Kilner James M, Kiebel Stefan J, Friston Karl J
The Wellcome Department of Imaging Neuroscience, Institute of Neurology, 12 Queen Square, London WC1N 3BG, UK.
Neurosci Lett. 2005 Feb 21;374(3):174-8. doi: 10.1016/j.neulet.2004.10.052.

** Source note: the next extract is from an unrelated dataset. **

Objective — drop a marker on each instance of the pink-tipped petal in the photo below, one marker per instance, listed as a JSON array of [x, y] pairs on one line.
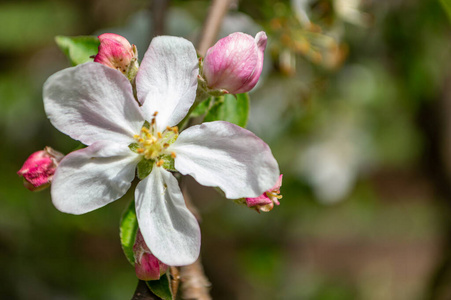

The analysis of electrophysiological data often produces results that are continuous in one or more dimensions, e.g., time-frequency maps, peri-stimulus time histograms, and cross-correlation functions. Classical inferences made on the ensuing statistical maps must control family wise error (FWE) when searching across the map's dimensions. In this paper, we borrow multiple comparisons procedures, established in neuroimaging, and apply them to electrophysiological data. These procedures use random field theory (RFT) to adjust p-values from statistics that are functions of time and/or frequency. This RFT adjustment for continuous statistical processes plays the same role as a Bonnferonni adjustment in the context of discrete statistical tests. Here, by analysing the time-frequency decompositions of single channel EEG data we show that RFT adjustments can be used in the analysis of electrophysiological data and illustrate the advantages of this method over existing approaches.
对电生理数据的分析常常会产生在一个或多个维度上连续的结果,例如时频图、刺激周围时间直方图和互相关函数。在对由此产生的统计图进行经典推断时,在跨图的维度进行搜索时必须控制族系误差(FWE)。在本文中,我们借鉴了神经成像中建立的多重比较程序,并将其应用于电生理数据。这些程序使用随机场理论(RFT)来调整来自作为时间和/或频率函数的统计量的p值。这种对连续统计过程的RFT调整在离散统计检验的背景下与邦费罗尼调整起着相同的作用。在这里,通过分析单通道脑电图数据的时频分解,我们表明RFT调整可用于电生理数据的分析,并说明了该方法相对于现有方法的优势。